Depuis dimanche, la CFDT et les syndicats de médecins polémiquent. C'est François Chérèque qui a tiré le premier, lors du "Grand rendez-vous" d'Europe 1 dont il était l'invité dimanche matin. Vous retrouverez l'émission ici :
http://www.europe1.fr/Radio/ecoute-podcasts/Emissions-weekend/Le-grand-rendez-vous/Le-Grand-Rendez-Vous-avec-Francois-Chereque-29-11-09
Le secrétaire général de la CFDT a été interrogé sur la vaccination contre la grippe A dans les cabinets médicaux. Dans sa réponse, il s'en est pris aux médecins, disant clairement que leur demande de s'occuper de la vaccination était une "question de pognon" (je cite).
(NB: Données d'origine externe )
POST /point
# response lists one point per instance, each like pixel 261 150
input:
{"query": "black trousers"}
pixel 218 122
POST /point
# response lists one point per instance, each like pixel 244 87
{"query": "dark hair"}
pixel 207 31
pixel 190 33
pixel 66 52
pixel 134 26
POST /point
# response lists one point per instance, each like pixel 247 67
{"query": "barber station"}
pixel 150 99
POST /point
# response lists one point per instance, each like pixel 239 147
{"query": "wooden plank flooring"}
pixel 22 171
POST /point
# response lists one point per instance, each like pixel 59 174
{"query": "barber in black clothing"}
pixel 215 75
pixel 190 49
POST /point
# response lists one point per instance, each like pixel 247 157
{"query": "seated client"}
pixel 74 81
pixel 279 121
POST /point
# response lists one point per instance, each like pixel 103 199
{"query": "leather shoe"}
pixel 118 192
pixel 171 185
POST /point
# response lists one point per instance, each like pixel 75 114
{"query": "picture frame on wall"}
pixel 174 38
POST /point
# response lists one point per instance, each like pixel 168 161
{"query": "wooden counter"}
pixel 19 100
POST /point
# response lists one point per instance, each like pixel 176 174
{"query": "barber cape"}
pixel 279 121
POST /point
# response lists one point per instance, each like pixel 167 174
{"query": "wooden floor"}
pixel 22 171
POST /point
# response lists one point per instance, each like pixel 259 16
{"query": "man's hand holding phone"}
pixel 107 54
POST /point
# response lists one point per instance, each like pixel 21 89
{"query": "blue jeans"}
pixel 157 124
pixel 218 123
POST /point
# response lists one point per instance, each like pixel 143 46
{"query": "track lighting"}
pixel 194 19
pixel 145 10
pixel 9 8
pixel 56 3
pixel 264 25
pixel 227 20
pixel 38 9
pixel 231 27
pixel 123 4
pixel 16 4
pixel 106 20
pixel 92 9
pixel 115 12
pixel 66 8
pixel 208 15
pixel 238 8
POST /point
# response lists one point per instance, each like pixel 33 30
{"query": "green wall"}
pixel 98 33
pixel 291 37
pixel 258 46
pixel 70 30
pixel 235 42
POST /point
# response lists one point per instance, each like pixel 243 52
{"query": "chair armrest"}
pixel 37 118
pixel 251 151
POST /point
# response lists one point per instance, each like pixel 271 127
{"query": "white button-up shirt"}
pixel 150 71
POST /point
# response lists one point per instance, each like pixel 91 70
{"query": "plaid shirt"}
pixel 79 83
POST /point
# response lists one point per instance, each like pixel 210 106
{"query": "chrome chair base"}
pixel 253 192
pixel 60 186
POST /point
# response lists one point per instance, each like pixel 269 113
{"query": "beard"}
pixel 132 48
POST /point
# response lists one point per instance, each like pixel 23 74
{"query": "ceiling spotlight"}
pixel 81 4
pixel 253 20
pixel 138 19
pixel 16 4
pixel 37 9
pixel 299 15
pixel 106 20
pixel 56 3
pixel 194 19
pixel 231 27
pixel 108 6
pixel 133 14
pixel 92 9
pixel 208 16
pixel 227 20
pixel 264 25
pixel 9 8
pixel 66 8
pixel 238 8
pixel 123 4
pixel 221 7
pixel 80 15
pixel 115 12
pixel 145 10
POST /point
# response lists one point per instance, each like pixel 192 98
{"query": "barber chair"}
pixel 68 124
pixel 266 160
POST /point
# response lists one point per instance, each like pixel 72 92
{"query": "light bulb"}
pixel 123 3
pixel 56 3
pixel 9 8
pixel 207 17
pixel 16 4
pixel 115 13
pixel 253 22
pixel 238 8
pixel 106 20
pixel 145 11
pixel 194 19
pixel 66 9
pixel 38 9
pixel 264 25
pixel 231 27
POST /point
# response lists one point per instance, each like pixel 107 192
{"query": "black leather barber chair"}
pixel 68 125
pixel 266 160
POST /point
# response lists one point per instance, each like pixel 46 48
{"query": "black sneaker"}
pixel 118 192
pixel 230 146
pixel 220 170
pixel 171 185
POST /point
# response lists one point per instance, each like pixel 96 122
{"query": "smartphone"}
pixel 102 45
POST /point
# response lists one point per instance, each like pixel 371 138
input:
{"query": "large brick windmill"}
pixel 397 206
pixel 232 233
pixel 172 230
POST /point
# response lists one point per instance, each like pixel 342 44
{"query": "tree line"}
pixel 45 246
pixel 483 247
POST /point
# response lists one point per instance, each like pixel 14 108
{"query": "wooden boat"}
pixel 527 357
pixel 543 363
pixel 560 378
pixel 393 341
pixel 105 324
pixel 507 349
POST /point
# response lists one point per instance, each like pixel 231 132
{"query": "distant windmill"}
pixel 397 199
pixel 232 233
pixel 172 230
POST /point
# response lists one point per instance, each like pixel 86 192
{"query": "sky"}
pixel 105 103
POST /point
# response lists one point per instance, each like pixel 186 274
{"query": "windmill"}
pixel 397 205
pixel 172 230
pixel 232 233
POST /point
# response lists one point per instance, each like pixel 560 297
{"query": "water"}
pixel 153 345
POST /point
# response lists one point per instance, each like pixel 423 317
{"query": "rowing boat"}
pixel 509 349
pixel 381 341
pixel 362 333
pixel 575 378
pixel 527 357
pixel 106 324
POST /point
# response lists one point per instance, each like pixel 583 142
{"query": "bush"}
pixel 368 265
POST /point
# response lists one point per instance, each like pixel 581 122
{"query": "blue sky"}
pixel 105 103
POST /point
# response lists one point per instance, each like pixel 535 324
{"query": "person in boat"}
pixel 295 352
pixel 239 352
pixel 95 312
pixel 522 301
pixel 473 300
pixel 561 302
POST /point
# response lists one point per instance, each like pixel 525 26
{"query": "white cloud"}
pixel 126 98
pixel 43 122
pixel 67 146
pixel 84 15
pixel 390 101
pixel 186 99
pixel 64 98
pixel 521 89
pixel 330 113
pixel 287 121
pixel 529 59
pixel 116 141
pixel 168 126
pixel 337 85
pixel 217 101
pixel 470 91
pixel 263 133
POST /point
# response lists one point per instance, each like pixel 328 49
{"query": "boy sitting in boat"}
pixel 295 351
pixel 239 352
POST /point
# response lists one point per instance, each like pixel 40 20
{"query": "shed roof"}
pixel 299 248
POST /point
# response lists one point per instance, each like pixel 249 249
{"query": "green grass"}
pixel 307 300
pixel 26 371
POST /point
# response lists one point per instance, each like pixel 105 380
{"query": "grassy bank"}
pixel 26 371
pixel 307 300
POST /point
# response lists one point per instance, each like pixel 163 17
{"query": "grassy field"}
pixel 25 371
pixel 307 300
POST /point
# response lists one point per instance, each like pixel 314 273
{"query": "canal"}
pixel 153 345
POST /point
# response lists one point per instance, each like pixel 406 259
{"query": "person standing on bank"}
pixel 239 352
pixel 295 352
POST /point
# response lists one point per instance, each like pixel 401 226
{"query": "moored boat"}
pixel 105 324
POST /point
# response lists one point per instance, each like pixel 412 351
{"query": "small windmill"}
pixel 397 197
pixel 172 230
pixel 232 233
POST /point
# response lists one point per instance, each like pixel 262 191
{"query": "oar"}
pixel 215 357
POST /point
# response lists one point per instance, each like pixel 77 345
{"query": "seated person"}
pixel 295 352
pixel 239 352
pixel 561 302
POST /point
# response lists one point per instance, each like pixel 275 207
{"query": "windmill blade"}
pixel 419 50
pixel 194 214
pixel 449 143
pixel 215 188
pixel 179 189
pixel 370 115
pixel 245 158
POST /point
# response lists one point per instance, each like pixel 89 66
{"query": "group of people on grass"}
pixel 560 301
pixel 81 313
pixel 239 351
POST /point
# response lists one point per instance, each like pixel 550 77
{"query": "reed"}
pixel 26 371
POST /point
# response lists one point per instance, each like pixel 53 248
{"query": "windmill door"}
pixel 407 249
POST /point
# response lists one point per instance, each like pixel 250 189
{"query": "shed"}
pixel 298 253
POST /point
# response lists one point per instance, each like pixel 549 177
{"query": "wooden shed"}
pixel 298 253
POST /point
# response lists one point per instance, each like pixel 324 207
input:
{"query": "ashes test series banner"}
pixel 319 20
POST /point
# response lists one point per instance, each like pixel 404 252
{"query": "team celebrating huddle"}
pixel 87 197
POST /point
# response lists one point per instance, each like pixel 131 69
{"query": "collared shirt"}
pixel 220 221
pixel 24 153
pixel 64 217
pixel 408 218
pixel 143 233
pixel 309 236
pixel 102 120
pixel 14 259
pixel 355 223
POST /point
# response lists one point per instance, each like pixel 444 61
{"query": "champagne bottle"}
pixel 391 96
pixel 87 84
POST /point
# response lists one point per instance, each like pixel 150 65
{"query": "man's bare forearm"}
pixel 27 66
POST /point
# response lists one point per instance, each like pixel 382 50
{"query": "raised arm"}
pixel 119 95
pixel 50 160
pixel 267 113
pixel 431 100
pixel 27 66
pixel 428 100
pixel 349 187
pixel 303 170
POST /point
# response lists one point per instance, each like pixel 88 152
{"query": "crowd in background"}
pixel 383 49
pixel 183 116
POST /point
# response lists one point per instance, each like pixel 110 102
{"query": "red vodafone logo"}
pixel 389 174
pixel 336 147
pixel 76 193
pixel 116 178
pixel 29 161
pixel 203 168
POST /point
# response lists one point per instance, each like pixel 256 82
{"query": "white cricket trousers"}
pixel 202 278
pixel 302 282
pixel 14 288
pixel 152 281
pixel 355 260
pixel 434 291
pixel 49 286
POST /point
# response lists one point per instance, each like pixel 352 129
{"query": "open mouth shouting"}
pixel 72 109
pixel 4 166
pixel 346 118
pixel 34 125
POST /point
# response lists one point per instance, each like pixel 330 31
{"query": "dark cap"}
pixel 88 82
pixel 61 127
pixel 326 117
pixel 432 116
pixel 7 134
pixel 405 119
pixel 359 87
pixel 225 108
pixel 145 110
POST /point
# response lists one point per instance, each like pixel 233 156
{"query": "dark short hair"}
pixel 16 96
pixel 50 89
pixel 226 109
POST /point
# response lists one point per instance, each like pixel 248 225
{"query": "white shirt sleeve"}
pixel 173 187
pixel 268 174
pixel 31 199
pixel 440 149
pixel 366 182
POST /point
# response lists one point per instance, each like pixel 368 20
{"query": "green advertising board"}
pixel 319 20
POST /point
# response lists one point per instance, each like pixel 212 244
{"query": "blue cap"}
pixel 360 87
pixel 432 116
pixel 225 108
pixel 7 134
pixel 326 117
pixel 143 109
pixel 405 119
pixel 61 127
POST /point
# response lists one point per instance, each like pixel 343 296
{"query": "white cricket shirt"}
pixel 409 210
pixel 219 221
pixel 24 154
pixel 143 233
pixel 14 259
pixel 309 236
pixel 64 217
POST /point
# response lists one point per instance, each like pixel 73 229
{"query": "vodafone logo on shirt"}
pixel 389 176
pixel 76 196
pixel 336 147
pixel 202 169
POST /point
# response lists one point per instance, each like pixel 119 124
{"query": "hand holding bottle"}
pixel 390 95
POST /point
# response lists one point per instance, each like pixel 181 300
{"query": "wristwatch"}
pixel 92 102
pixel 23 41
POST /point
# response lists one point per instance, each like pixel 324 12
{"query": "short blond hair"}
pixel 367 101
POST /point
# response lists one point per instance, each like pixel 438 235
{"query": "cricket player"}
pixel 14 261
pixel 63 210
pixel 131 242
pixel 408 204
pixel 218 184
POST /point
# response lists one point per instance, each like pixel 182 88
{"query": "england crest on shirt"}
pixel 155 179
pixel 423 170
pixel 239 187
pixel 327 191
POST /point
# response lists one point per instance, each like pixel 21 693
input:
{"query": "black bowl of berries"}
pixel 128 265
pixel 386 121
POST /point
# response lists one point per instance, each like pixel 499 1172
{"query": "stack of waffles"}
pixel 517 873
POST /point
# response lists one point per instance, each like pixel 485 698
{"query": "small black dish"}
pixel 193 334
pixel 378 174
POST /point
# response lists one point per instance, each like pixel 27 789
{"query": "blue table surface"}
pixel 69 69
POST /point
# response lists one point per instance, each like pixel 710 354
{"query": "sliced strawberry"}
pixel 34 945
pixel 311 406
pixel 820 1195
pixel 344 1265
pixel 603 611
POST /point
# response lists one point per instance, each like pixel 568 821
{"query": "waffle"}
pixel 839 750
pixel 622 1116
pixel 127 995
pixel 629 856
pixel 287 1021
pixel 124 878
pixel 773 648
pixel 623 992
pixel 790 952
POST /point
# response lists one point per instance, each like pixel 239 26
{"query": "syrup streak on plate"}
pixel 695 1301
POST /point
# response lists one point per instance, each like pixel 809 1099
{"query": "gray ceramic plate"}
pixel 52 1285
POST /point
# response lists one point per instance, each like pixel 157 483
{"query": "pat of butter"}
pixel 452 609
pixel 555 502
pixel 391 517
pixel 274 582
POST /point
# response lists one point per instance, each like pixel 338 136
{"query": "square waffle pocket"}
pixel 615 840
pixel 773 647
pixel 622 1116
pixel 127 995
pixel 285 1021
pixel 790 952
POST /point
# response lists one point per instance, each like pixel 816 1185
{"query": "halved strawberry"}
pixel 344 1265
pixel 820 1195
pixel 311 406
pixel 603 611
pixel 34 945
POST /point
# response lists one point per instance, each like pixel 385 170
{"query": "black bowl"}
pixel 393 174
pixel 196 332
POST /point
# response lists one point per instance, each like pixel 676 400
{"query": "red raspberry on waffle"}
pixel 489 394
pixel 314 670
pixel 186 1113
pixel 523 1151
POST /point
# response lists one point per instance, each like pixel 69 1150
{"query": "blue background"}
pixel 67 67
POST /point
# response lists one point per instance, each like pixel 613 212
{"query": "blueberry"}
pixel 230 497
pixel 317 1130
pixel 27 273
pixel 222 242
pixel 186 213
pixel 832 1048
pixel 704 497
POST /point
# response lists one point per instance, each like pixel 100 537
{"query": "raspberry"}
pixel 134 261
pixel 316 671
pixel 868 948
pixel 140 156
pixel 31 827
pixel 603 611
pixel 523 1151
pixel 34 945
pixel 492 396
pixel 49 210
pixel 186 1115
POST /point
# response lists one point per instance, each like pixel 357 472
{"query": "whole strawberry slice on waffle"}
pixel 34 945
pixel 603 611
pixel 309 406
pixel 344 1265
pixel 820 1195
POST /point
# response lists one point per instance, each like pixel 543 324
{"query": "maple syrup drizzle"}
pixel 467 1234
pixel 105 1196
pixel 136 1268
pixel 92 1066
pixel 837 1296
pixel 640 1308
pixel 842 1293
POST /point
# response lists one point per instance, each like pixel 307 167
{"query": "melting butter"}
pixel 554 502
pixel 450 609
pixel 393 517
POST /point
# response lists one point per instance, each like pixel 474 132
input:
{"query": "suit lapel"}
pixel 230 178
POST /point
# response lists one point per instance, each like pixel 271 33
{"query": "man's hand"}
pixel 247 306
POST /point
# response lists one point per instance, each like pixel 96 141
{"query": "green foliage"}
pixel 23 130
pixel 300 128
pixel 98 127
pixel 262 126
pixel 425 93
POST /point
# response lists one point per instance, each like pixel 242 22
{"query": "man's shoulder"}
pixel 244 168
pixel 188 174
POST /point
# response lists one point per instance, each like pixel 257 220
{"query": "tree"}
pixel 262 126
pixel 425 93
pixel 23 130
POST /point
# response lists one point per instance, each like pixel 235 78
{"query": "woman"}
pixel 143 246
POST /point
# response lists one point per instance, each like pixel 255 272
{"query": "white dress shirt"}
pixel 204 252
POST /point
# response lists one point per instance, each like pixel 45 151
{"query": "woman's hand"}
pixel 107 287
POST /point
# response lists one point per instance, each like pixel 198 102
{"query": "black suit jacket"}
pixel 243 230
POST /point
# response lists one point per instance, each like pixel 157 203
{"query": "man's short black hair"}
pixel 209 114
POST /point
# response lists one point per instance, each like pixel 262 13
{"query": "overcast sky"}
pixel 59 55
Il a ensuite rappelé que depuis 10 ans, la CFDT dénonçait le paiement à l'acte. Sa solution serait : "une forme de rémunération en partie au forfait. On leur donne une somme tous les ans et en échange ils font des actions de service public".
Bien entendu, les médecins se sentent atteints dans leur déontologie et répondent vertement depuis trois jours, CSMF en tête. Passons sur le problème de la vaccination : c'est la rémunération au forfait qui s'avère la plus inquiétante à long terme, y compris pour nous, paramédicaux.
Ce matin, le Quotidien du Médecin rappelle que cette idée est un des chevaux de bataille de la CFDT, mais qu'elle est aussi soutenue au Parti Socialiste, où des voix défendent ouvertement le salariat des professionnels de santé. Tous ces gens considèrent la rémunération à l'acte comme "inflationniste, obsolète ou inadaptée". D'ores et déjà, la sécurité sociale a décidé de chercher à inclure un niveau de paiement forfaitaire dans la future convention des médecins. Ils en parleront ensemble le 18 décembre.
Comme je l'ai déjà dit ici, nous avons commencé à être rémunérés au forfait, avec les primes liées au Contrat de Bonne Pratique (CBP) et aux primes à la télétransmission. Mais si ce sont des ressources supplémentaires, pour l'instant. Elles ne visent pas à remplacer le paiement à l'acte des séances. Si nous changeons de système, ce sera une catastrophe financière pour bien des cabinets. C'est d'ailleurs logique : ce qui est bon pour les finances de l'Assurance Maladie est mauvais pour nous. Les accords gagnant-gagnant se font rares.
Morale de l'histoire, comme toujours : carpe diem, travaillons tant que nous pouvons.